Francia: protestas contra la subida de los carburantes

Chalecos amarillos y desprecio de clase

Francia vive protestas masivas de un movimiento popular heterogéneo llamado «chalecos amarillos» desde que el gobierno de Macron decidiera elevar el precio de los combustibles. El Elíseo ha aprovechado los disturbios y enfrentamientos con la policía para acusar al movimiento de estar bajo la dirección de la extrema derecha de Le Pen, pero el descontento contra Macron recorre un amplio espectro social e ideológico.

Macron ha decidido hacer pagar a las clases populares la factura de la lucha contra el cambio climático. Sumando a la escalada que ya lleva a lo largo de todo el año -donde el precio del diésel ha aumentado un 23% y el de la gasolina un 15%- el Elíseo ha decretado que a partir del 1 de enero de 2019, el precio de la gasolina en Francia suba 2,9 céntimos y el diésel, 6,5 céntimos el litro.

Es una agresión frontal al bolsillo de las clases medias y trabajadoras, especialmente a las de las provincias y las periferias urbanas, ésas que dependen de un coche entrado en años -diésel en muchos casos- para poder ir al trabajo o desplazarse. Esas que viven en zonas mal comunicadas, lejos de la Francia cosmopolita del “transporte ecológico”, del metro, el bus o la bicicleta. No es un país lejano: hay una enorme Francia rural o suburbana así.

«De repente, se les dice que no valen nada, porque no tienen una casa ecológica y porque sus coches llevan diésel», dice el sociólogo, Jean Viard a El País. El portavoz del gobierno Macron, Benjamin Griveaux, ha desarrollado creadoramente su desprecio de clase por las protestas de los ringards y los beaufs —los horteras y los cuñados, en jerga popular— y hacia los tipos que fuman Gauloises (tabaco negro) y van con un viejo Citroën.

Por eso, esta ha sido la chispa que ha hecho prender el difuso pero denso descontento que lleva años flotando en el ambiente social francés. Ese que ha hecho hundirse el bipartidismo y que está detrás del auge de alternativas políticas no convencionales -de extrema derecha o de extrema izquierda- contra un Palacio del Elíseo (el de Hollande y ahora el de Macron) que gobierna descaradamente contra las clases trabajadoras y medias. La relativa popularidad de Macron (que ganó las elecciones con el respaldo del 18% de la población) se ha erosionado rápidamente. “Es el presidente de los muy, muy ricos”. “Nos insulta, nos degrada, nos humilla”, denuncian los chalecos amarillos.

Son un movimiento popular semi-espontáneo y (de momento) sin cabezas visibles.

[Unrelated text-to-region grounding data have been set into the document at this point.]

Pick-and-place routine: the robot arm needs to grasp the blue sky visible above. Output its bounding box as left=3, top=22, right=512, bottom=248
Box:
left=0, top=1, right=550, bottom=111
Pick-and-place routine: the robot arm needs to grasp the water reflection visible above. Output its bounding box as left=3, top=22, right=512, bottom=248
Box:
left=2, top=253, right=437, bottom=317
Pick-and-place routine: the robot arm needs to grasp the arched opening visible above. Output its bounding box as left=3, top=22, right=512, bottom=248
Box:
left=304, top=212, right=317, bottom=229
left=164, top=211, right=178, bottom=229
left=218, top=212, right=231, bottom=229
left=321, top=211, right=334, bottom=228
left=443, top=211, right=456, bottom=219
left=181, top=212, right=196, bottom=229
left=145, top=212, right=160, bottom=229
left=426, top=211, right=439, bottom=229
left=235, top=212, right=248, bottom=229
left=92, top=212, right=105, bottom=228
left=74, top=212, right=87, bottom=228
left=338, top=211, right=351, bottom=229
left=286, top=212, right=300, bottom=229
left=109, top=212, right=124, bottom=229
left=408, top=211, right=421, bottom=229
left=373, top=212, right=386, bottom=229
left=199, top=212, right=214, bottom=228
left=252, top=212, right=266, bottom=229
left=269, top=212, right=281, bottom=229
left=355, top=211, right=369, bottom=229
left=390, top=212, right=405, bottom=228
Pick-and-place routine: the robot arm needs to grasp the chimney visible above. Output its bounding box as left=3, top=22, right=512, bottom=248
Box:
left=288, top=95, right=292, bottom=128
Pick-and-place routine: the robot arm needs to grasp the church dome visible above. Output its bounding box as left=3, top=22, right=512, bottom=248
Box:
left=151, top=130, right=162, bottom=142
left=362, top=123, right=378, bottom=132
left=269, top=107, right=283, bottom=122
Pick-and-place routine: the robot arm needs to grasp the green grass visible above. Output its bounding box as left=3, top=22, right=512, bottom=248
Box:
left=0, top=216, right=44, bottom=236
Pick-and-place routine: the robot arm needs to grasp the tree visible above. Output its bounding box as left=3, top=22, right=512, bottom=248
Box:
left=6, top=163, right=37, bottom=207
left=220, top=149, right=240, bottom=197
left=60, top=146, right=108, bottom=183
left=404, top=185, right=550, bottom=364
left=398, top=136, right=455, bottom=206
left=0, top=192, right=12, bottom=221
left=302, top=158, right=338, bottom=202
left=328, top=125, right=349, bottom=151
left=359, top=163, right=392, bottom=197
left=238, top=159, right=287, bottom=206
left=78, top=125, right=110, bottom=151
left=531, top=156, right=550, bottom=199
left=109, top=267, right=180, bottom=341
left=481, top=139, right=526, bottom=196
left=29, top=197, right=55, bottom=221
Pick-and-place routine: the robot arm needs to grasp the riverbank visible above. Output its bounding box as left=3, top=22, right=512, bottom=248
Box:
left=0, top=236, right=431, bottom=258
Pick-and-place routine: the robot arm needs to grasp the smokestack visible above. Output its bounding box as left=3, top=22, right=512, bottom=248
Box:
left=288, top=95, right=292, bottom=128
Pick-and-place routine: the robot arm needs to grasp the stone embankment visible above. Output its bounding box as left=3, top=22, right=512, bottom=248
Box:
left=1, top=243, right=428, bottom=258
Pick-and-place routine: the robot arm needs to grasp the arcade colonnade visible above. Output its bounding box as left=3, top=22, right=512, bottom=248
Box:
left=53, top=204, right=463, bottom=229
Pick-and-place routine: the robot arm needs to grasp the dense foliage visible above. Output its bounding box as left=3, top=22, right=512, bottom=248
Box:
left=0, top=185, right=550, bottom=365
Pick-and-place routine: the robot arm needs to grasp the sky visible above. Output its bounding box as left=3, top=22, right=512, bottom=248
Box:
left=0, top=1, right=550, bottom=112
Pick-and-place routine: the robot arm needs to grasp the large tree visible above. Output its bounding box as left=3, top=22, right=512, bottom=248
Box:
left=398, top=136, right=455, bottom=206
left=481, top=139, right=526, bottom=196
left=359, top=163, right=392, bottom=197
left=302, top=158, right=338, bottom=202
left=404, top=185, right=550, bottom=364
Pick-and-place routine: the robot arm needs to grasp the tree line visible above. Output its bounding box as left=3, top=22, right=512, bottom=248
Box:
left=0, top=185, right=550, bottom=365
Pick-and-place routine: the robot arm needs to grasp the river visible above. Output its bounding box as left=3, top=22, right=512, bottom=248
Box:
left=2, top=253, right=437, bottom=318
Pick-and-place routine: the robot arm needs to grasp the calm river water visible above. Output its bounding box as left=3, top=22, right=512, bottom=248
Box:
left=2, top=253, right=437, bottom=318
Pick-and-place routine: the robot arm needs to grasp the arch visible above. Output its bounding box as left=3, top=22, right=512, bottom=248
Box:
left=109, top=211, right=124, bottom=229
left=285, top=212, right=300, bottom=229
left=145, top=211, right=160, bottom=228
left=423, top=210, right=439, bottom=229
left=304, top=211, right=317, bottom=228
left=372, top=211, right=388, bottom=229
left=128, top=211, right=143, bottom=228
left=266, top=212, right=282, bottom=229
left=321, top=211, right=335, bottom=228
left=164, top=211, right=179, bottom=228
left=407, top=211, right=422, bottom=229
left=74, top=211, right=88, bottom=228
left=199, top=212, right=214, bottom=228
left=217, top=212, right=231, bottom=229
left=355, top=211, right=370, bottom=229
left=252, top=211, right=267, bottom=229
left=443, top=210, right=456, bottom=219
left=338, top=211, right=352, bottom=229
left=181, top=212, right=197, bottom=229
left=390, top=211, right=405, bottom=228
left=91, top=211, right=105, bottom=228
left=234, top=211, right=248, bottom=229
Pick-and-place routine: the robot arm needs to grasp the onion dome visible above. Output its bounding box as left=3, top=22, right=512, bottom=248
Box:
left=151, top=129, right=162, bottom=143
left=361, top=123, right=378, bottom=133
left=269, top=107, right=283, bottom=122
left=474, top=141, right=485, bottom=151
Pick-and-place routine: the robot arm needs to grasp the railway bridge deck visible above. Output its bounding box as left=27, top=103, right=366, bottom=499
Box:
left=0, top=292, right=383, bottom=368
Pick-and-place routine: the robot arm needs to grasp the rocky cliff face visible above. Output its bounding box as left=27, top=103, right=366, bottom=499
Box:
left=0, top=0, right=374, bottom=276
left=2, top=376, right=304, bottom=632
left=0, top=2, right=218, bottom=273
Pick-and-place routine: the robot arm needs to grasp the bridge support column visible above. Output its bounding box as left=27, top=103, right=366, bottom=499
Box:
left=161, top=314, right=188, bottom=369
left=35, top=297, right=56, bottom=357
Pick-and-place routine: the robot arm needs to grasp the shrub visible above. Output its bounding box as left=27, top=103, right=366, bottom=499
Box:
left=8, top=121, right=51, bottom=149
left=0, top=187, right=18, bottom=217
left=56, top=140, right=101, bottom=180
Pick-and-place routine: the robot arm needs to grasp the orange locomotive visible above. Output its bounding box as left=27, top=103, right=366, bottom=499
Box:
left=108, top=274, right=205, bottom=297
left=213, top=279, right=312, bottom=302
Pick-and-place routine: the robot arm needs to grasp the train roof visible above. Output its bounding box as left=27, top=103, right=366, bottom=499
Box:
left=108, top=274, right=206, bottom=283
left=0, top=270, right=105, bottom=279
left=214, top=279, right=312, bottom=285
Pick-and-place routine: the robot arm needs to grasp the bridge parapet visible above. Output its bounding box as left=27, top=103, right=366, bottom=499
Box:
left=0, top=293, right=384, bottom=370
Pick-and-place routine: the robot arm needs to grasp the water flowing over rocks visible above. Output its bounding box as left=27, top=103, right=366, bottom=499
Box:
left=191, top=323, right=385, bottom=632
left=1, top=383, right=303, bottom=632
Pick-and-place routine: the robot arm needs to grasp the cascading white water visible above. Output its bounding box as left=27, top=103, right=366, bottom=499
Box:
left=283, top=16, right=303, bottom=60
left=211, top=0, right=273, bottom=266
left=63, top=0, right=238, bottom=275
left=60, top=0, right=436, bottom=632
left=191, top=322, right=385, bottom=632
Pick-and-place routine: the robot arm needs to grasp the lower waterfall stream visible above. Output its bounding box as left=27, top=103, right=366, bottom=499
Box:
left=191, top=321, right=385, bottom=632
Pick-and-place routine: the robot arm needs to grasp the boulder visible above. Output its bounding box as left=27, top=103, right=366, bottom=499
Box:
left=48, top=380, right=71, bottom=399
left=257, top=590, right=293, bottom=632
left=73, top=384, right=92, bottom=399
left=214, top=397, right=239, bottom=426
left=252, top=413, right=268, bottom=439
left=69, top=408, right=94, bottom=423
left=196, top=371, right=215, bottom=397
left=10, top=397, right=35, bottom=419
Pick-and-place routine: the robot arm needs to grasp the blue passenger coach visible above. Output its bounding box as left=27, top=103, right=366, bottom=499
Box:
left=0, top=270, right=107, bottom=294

En ellos es fácil ver una amalgama diversa de franceses, de “currantes”, autónomos, jubilados, agricultores, camioneros… Algunos han votado a la Francia Insumisa de Melénchón (el equivalente a Podemos), otros son viejos comunistas o sindicalistas, otros dieron su apoyo a Le Pen, y muchos se declaran abstencionistas. Les une el hartazgo por la degradación de sus condiciones de vida, por una situación que les hace cada vez más difícil llegar a fin de mes. Y por las élites parisinas.

El pasado 17 de noviembre los chalecos amarillos movilizaron a 287.000 personas. El día 24, otros 106.000 en 1.600 movilizaciones distintas en todo el país. Los disturbios y enfrentamientos -que se dieron solo en París, frente a las protestas más distendidas del resto del país- han dado al gobierno de Macron la oportunidad para desacreditarlo como «sediciosos de la extrema derecha». Algo que no han tardado en denunciar otras formaciones. “Cuando un movimiento recibe el apoyo de tres cuartas partes de los franceses, hay que responder a sus demandas, no reducirlos a un puñado de matones», han dicho desde la izquierda.

Los chalecos amarillos son la nueva manifestación del profundo malestar de las clases populares francesas, el mismo que se expresó en masivas movilizaciones y huelgas contra Hollande, o en La Nuit Debout de la juventud gala. Una indignación que no va a apagarse con ninguna medida que tome Macron.